On Thu, Feb 4, 2010 at 5:14 AM, John Hughes <john@calva.com> wrote:
In order to do filesystem failover we need to mount filesystems with the
"chard" flag, which ensures that on failover the backup node sees the
same filesystem state as the last one the primary node saw.  This is
necessary to avoid programs running on nodes other than the one that
crashed seeing unexpected filesystem changes during the failover.

As I understand it on Linux the chard flag effectively changes all
writes into synchronous writes.  Is this correct?

Incorrect.  After reviewing OpenSSI code the chard flag does not change how writes are done in Linux.  It is up to the user space programs to include the O_SYNC flag with the file descriptor to specify this behavior.

We probably made an incorrect assumption about CFS based on our experience with the older releases.

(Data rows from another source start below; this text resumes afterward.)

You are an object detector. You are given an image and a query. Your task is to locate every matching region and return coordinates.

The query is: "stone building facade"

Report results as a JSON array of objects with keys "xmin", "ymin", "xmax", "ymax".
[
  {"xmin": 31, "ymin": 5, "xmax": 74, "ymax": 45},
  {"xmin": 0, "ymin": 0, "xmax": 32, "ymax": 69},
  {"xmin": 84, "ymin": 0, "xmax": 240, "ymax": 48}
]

While looking over the code I believe I found a bug that explains why chard mounts sometimes seem slower.  For csoft mounts there is a bug where dirty pages in the backing filesystem is not flushed during fsync syscall.  So depending on various factors it could be a while until these dirty pages get flushed to disk.

What effect would the "data=journal" ext3 mount option have?  In fact,
isn't it needed?

With the exception of cached data the surviving CFS nodes will see the state of the backing filesystem after journal recovery.  So the answer depends on what you want.
As I remember the UnixWare cfs implementation would attempt to reduce
the performance loss of "char" mounts by checkpointing writes to the
filesystem backup node rather than forcing them to disk.

Maybe we could obtain the same effect by writing our own version of the
Linux "jbd" (Journaling block device, http://kerneltrap.org/node/6741)
which would checkpoint stuff to another node, instead of to disk.  (We'd
still need to force real user requested sync data to disk though.)

Or maybe this is all nonsense.

Maybe similar results can be achieved with battery backed cache and DRBD.